Un rôle récurrent pour Emmanuelle Bercot, celui d’une femme rude et instable, ne pouvant compter sur personne jusqu’à ce qu’elle aille… droit dans la table (Attention ! scène à la limite du grotesque)… bref un élément perturbateur, qui a subi des indignités (enfant illégitime, sa famille s’est largement servi sur son héritage personnel) dont elle n’arrivera pas à s’en départir à mesure que les parents, frères, enfants etc préfèrent faire bloc pour protéger le clan… Plutôt que de reconnaître les erreurs commises, et trouver un moyen de se racheter.

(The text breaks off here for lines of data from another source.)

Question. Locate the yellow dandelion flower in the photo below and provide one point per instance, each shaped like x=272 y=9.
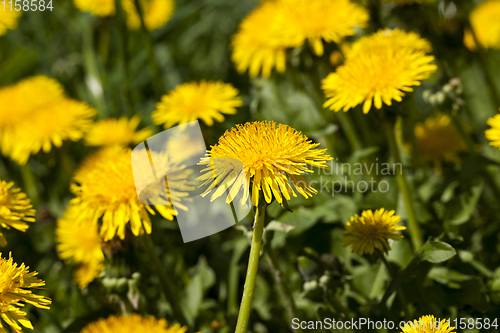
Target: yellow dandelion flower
x=428 y=324
x=8 y=18
x=372 y=230
x=121 y=132
x=15 y=209
x=191 y=101
x=156 y=13
x=273 y=156
x=79 y=242
x=377 y=75
x=484 y=20
x=104 y=188
x=328 y=20
x=405 y=2
x=97 y=7
x=264 y=35
x=493 y=134
x=131 y=324
x=16 y=283
x=262 y=40
x=37 y=116
x=437 y=139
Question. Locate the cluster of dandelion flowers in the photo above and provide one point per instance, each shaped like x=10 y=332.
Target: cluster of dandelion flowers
x=113 y=131
x=8 y=19
x=493 y=134
x=274 y=157
x=486 y=25
x=15 y=209
x=265 y=34
x=205 y=100
x=16 y=283
x=105 y=189
x=35 y=114
x=78 y=242
x=131 y=324
x=378 y=73
x=372 y=230
x=428 y=324
x=437 y=139
x=156 y=13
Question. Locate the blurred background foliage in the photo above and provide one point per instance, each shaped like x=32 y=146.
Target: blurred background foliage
x=100 y=62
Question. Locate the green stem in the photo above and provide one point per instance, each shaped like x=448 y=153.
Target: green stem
x=404 y=187
x=282 y=286
x=123 y=47
x=165 y=283
x=153 y=64
x=253 y=265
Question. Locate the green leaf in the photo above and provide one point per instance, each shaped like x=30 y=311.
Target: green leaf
x=436 y=251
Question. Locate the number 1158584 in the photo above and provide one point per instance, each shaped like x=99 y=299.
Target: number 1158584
x=26 y=5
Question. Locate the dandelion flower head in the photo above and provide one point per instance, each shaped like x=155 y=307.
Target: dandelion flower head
x=273 y=157
x=485 y=21
x=16 y=284
x=15 y=209
x=8 y=19
x=377 y=72
x=372 y=230
x=156 y=13
x=131 y=324
x=437 y=139
x=205 y=100
x=112 y=131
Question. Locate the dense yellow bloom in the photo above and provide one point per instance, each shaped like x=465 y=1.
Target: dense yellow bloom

Un typique film de famille décomposée en huis clos campagnard, avec les membres archétypaux : papa soumis à maman très chère – Catherine Deneuve la reine-mère, mais jamais volontairement écrasante… 
L’aîné chiant qui veut tout contrôler, et le réalisateur Kahn l’interprète lui-même, forcément – d’ailleurs il y est entouré de beaucoup d’autres acteurs/réalisateurs (y compris la jeune Luàna Bajrami, dans un rôle qui en devient méta)…
Les gosses qui voient tout ce qui se passe, et le cadet glandeur et irresponsable (Vincent Macaigne) dont la véritable nature tombe un peu comme un cheveu dans la soupe du twist… et qui se révèle aussi manipulateur que révélateur 

À l’arrivée, Kahn ne fait pas un simple film de règlement de compte explosif à la « Festen », avec peu de contrechamps… Ici l’intérêt est dans l’absence réelles de confrontations, qui permettraient de tout remettre à plat.
Ne rien faire, tout taire et éviter les compromis… c’est d’un pessimisme ahurissant, face aux cris de détresse d’une femme malade d’amour, qui ne sera jamais complètement acceptée parmi les siens.

Robo

Et vous oubliez de mentionner son film avec le père de famille qui enlève ses deux enfants pour vivre dans la forêt, c’était vraiment pas mal. Selon moi, Kahn est un cinéaste français les plus consistant.

héhé

Nous ne finirons pas ensemble 🙂

T-Rex

@greg
J’aime bien son travail mais je ne le compte parmi mes réalisateurs préférés. Je n’ai vu que 5 films sur les 11 qu’il a réalisé, donc pas vraiment un « fan hardcore » non. Simplement dans le cinéma français contemporain il est reconnu depuis de nombreuses années.

Greg

@T-Rex

J’ai utilisé le « on » de manière plutôt personnelle, j’avais déjà entendu parler de ce réalisateur mais sans voir ses films.
Désolé d’avoir heurté ses fans hardcore 😉

T-Rex

@greg
« …un cinéaste qu’on aurait pas remarqué autrement… »
L’Ennui, Roberto Succo, Feux Rouges, Les Regrets, Une Vie Meilleure… Vous ne devez pas trop connaitre et aimer le cinéma français pour tenir ce genre de propos.

Birdy

Oui complètement d’accord Simon sur la BA, j’ai cru revoir pour la 100è x le téléfilm classique France 2. Aucune part de mystère, et un montage qui veut faire croire à l’affrontement gentillet d’une famille sur fond de dette, avec réconciliation parce que quand même on s’aime.

Simon Riaux

@greg

Oh bah merci hein.

Par contre ne vous fiez pas à la bande-annonce, qui est absolument infecte.

Greg

Le genre de critique qui donne envie de découvrir un film, et pourquoi pas un cinéaste, qu’on aurait pas du tout remarqué autrement.